Uyuz istilasının klasik belirtileri tüm bireylerde görülmez, bu da enfeksiyonun teşhis edilmesini
zorlaştırabilir. Hastalarda sadece ince belirtiler olabilir ve maruz kalma öyküsü, gece şiddetli kaşıntı veya benzer bir tabloyla yakın temas gibi tipik ipuçlarını göstermeyebilirler. Birkaç aile üyesi veya yakın temasta bulunan kişiler arasındaki kaşıntı, doktorun aklına daima uyuz gelmesine neden olmalıdır.
Uyuz tanısı klasik olarak döküntülerin görselleştirilmesi ve hasta geçmişinin incelenmesiyle konur.
Fizik muayene sırasında videodermatoskopi gibi yöntemlerden yararlanılabilir. Videodermatoskopi, dijital sistemlere bağlı ve optik fiberler, 1000x'e kadar büyütme özelliğine sahip lensler içerir. Ancak bu sisteme her klinikte erişmek mümkün değildir.
Dermatoskopi olarak da adlandırılan dermoskopi, videodermatoskopiye benzer ancak elde taşınır ve bilgisayara bağlantı gerektirmez. Dermoskopi artık Türkiye’deki çoğu dermatoloji kliniğinde yaygın olarak kullanılmaktadır. Dermoskopide 10x'e kadar büyütme yapabilen bir lens bulunur. Dermatoskop ile uyuzdaki "jetliner izi" olarak da bilinen yuva yapısını gözlemlemek mümkündür.
Tanı belirsiz ise tanıyı doğrulamak için deri biyopsisi yapılabilir.
Hastanın yakın temasları ve aile üyeleriyle birlikte tedavi edilmesi, iyi bir prognoz ile ilişkilidir. Yeterli tedavi ile hastaların tamamen iyileşmesi beklenebilir.
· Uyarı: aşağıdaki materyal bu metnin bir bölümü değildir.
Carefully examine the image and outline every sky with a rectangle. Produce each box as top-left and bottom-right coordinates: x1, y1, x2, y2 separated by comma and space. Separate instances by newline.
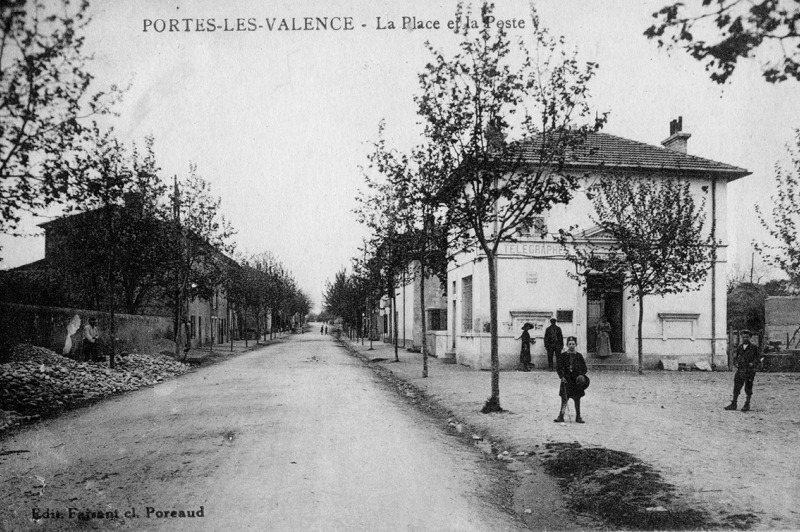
0, 0, 800, 310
Tedavi edilmezse enfeksiyon toplumun diğer üyelerine yayılabilir ve nüfus içinde bir salgına neden olabilir. Uyuz, düzenli cilt teması veya giysi, yatak çarşafları yoluyla bulaşma yoluyla insandan insana hızla
yayılır. Yönetim, enfekte kişilerin ve onların yakın temasta bulunduğu kişilerin derhal tedavi edilmesini ve yatak takımlarının, havluların ve giysilerin parazitten arındırılmasını içerir.
Hastane gibi kalabalık ortamlarda enfeksiyonun yayılmasını durdurmak için izolasyon hayati önem taşımaktadır. Enfekte kişinin yatak çarşafları, havluları ve kıyafetleri sıcak suda (en az 75 santigrat derece) makinede yıkanmalı ve sıcak hava ile kurutulmalıdır.